Now here is where the catch comes in. If a linux distro is modded to be XLMC (X Linux Media Center) it is at this point the devs decide what to include with the distro. Drivers, apps, what if any setup questions, if runs from a live-cd or installs on a drive so forth and so on.

XBMC will actually be an application that runs in linux and could be launched from gnome or kde desktops etc... but many (including myself) are interested in using XBMC as the desktop itself.

The following seems to be the point of confusion and debate. It should not matter if you have a mac-x, shuttle htpc or full tower yada yada yada as far as setting up a live-cd. As long as the drivers for the hardware are included the setup would be the same in all cases.
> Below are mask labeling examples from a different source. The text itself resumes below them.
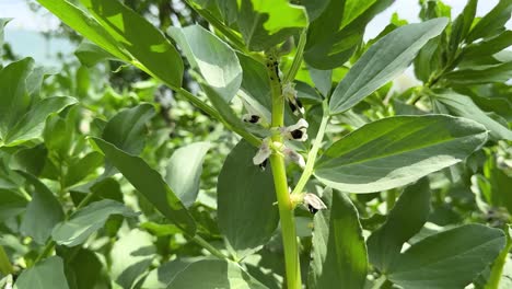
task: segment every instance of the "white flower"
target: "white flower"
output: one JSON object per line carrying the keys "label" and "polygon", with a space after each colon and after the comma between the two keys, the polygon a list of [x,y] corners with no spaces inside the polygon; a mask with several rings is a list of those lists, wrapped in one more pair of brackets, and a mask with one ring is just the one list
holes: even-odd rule
{"label": "white flower", "polygon": [[281,134],[287,139],[294,139],[298,141],[305,141],[307,139],[307,127],[310,125],[304,118],[299,119],[296,124],[281,128]]}
{"label": "white flower", "polygon": [[245,123],[257,124],[257,123],[259,123],[259,120],[261,120],[261,117],[259,117],[259,115],[255,115],[255,114],[244,114],[242,116],[242,120],[245,122]]}
{"label": "white flower", "polygon": [[284,96],[286,100],[288,100],[288,104],[290,105],[290,108],[292,109],[292,113],[296,115],[296,112],[300,112],[301,114],[304,114],[304,107],[302,107],[302,103],[296,97],[296,90],[295,90],[295,83],[293,82],[287,82],[282,85],[282,96]]}
{"label": "white flower", "polygon": [[266,138],[259,146],[258,152],[253,158],[253,163],[259,165],[265,163],[265,161],[272,154],[272,149],[270,148],[270,139]]}
{"label": "white flower", "polygon": [[312,193],[304,194],[303,201],[304,206],[307,207],[311,213],[316,213],[318,210],[327,209],[327,206],[325,206],[324,201],[322,201],[318,196]]}
{"label": "white flower", "polygon": [[284,154],[284,157],[287,157],[289,160],[291,160],[292,162],[299,164],[299,166],[301,166],[302,169],[305,167],[305,161],[304,161],[304,158],[298,153],[296,151],[292,150],[292,149],[289,149],[289,148],[284,148],[282,150],[282,153]]}

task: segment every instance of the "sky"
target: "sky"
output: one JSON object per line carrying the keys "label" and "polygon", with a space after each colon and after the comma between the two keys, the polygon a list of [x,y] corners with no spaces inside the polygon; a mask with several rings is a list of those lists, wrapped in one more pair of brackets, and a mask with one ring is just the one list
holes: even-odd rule
{"label": "sky", "polygon": [[[59,20],[44,9],[34,13],[28,7],[28,2],[37,5],[35,0],[0,0],[0,18],[13,19],[5,28],[5,41],[12,45],[13,50],[21,56],[32,56],[36,61],[46,63],[51,61],[48,58],[48,51],[71,53],[73,47],[66,42],[54,41],[51,44],[45,44],[43,36],[34,33],[56,30]],[[452,18],[459,14],[466,4],[466,0],[444,0],[444,2],[452,7]],[[497,3],[498,0],[480,0],[477,15],[486,14]],[[376,36],[387,25],[394,12],[397,12],[400,19],[411,23],[419,22],[417,0],[396,0],[392,7],[370,22],[364,38],[370,39]],[[509,28],[512,28],[511,24],[511,22],[508,23]]]}

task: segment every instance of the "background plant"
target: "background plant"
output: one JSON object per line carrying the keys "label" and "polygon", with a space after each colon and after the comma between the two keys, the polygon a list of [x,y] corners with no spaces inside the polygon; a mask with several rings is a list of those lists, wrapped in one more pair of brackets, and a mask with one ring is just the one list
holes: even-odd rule
{"label": "background plant", "polygon": [[0,71],[0,285],[507,288],[511,1],[38,2],[92,43]]}

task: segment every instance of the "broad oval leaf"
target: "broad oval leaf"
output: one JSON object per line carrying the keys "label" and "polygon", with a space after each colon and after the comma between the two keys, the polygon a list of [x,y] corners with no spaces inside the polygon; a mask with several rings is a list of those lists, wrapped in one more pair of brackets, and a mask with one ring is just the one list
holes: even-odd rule
{"label": "broad oval leaf", "polygon": [[[3,185],[0,178],[0,185]],[[27,200],[12,189],[0,187],[0,221],[12,218],[25,210]]]}
{"label": "broad oval leaf", "polygon": [[396,28],[368,49],[338,84],[329,102],[342,113],[402,73],[427,42],[438,36],[447,19],[433,19]]}
{"label": "broad oval leaf", "polygon": [[141,158],[128,154],[103,139],[92,138],[105,157],[153,206],[189,235],[196,234],[196,222],[187,208],[155,170]]}
{"label": "broad oval leaf", "polygon": [[202,162],[209,149],[209,142],[195,142],[175,150],[168,160],[165,181],[187,207],[196,201]]}
{"label": "broad oval leaf", "polygon": [[74,103],[77,100],[68,96],[46,97],[38,101],[9,130],[4,142],[12,147],[38,138],[45,128],[45,120],[50,114],[59,113]]}
{"label": "broad oval leaf", "polygon": [[386,222],[368,239],[371,264],[387,271],[400,255],[404,243],[421,230],[429,213],[429,180],[423,177],[404,189]]}
{"label": "broad oval leaf", "polygon": [[219,229],[241,255],[264,245],[279,221],[271,170],[254,165],[256,152],[246,141],[238,142],[217,184]]}
{"label": "broad oval leaf", "polygon": [[[31,101],[25,80],[34,68],[34,60],[25,58],[0,70],[0,140],[3,141],[12,126],[25,114]],[[1,144],[1,142],[0,142]]]}
{"label": "broad oval leaf", "polygon": [[51,235],[54,227],[65,218],[62,206],[54,193],[37,177],[22,171],[18,173],[34,186],[32,200],[26,207],[20,231],[32,236],[38,244],[44,244]]}
{"label": "broad oval leaf", "polygon": [[307,25],[305,9],[288,0],[237,0],[237,24],[251,50],[265,50]]}
{"label": "broad oval leaf", "polygon": [[242,83],[242,67],[235,51],[219,37],[199,25],[171,27],[190,66],[201,72],[206,83],[230,102]]}
{"label": "broad oval leaf", "polygon": [[14,289],[35,288],[69,289],[63,262],[59,256],[49,257],[23,270],[14,284]]}
{"label": "broad oval leaf", "polygon": [[478,107],[469,96],[455,92],[435,94],[435,101],[444,104],[455,115],[467,117],[482,124],[490,130],[490,135],[497,139],[512,140],[512,131],[489,117]]}
{"label": "broad oval leaf", "polygon": [[510,20],[512,13],[512,1],[501,0],[484,18],[472,27],[467,42],[474,42],[478,38],[494,36],[503,31],[505,23]]}
{"label": "broad oval leaf", "polygon": [[504,247],[503,231],[481,224],[466,224],[414,244],[389,269],[388,278],[407,289],[464,288]]}
{"label": "broad oval leaf", "polygon": [[123,109],[108,120],[102,138],[128,153],[139,154],[146,143],[146,124],[154,114],[154,107],[149,103]]}
{"label": "broad oval leaf", "polygon": [[75,246],[101,229],[112,215],[137,217],[137,213],[121,203],[104,199],[77,210],[68,220],[58,223],[51,236],[59,245]]}
{"label": "broad oval leaf", "polygon": [[383,118],[333,143],[316,163],[315,175],[344,192],[380,192],[458,163],[486,140],[487,129],[466,118]]}
{"label": "broad oval leaf", "polygon": [[121,2],[81,0],[94,18],[66,0],[38,2],[115,57],[174,89],[182,86],[184,67],[176,48],[151,23]]}
{"label": "broad oval leaf", "polygon": [[315,15],[311,18],[314,21],[307,28],[304,60],[318,69],[334,69],[352,56],[362,42],[366,24],[394,0],[304,2],[310,12],[315,7]]}
{"label": "broad oval leaf", "polygon": [[110,278],[120,288],[138,288],[135,282],[148,271],[155,258],[156,247],[153,236],[135,229],[124,234],[110,251]]}
{"label": "broad oval leaf", "polygon": [[71,4],[67,0],[37,0],[39,4],[48,9],[68,26],[82,34],[100,47],[125,61],[129,60],[129,55],[124,51],[118,43],[102,27],[102,25],[91,15]]}
{"label": "broad oval leaf", "polygon": [[328,209],[314,218],[310,288],[363,288],[368,257],[358,211],[345,193],[328,192],[324,199]]}
{"label": "broad oval leaf", "polygon": [[91,11],[117,45],[135,58],[129,59],[129,62],[172,88],[182,86],[182,57],[149,21],[118,0],[80,2]]}
{"label": "broad oval leaf", "polygon": [[245,273],[240,265],[224,259],[201,259],[186,266],[167,286],[167,289],[266,289]]}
Linux will load the hardware detection and pick the drivers that most closely matches your hardware configuration, load them and boot up to the XBMC login screen or straight to the interface depending on how they configure it.

It is of course totally up to the devs what is included, but I really don't think they would remove drivers unless the driver/hardware actually caused a problem. To better understand this I suggest anyone still confused about the linux portion of this go try out an ubuntu live-cd. (This is not to say they will be using ubuntu, but meerly so you can have a limited idea of how a linux live-cd works.)

Much of the debate has been about what will be supported. There are 2 sides to that coin I want to mention here (and probably not the two some of you are thinking about). Again if I am incorrect here even in part please correct me.
1 The code the devs write. What is on the live-cd. The apps the drivers.
As I've already said I doubt any drivers/hardware that work properly would be removed (why fix it if it ain't broke). So it is likely that if they choose to support mac-x as the reference hardware, it will still support standard PC's unless by chance they chose a distro specifically designed for the mac-x.

2 What these forums and the site will support.
It would be totally unreasonable for them to support every possible hardware configuration, on the other hand it would be a mirror image of that if they only supported one or two hardware configurations (this was what I was talking about previously). I would imagine as time passes support on this site will increase, though it is possible that it would not.

Note: If that was to become the case, I imagine some in the linux community would pick it up and create their own distro for the pc (this of course is meerly speculation and for the most part months or more away).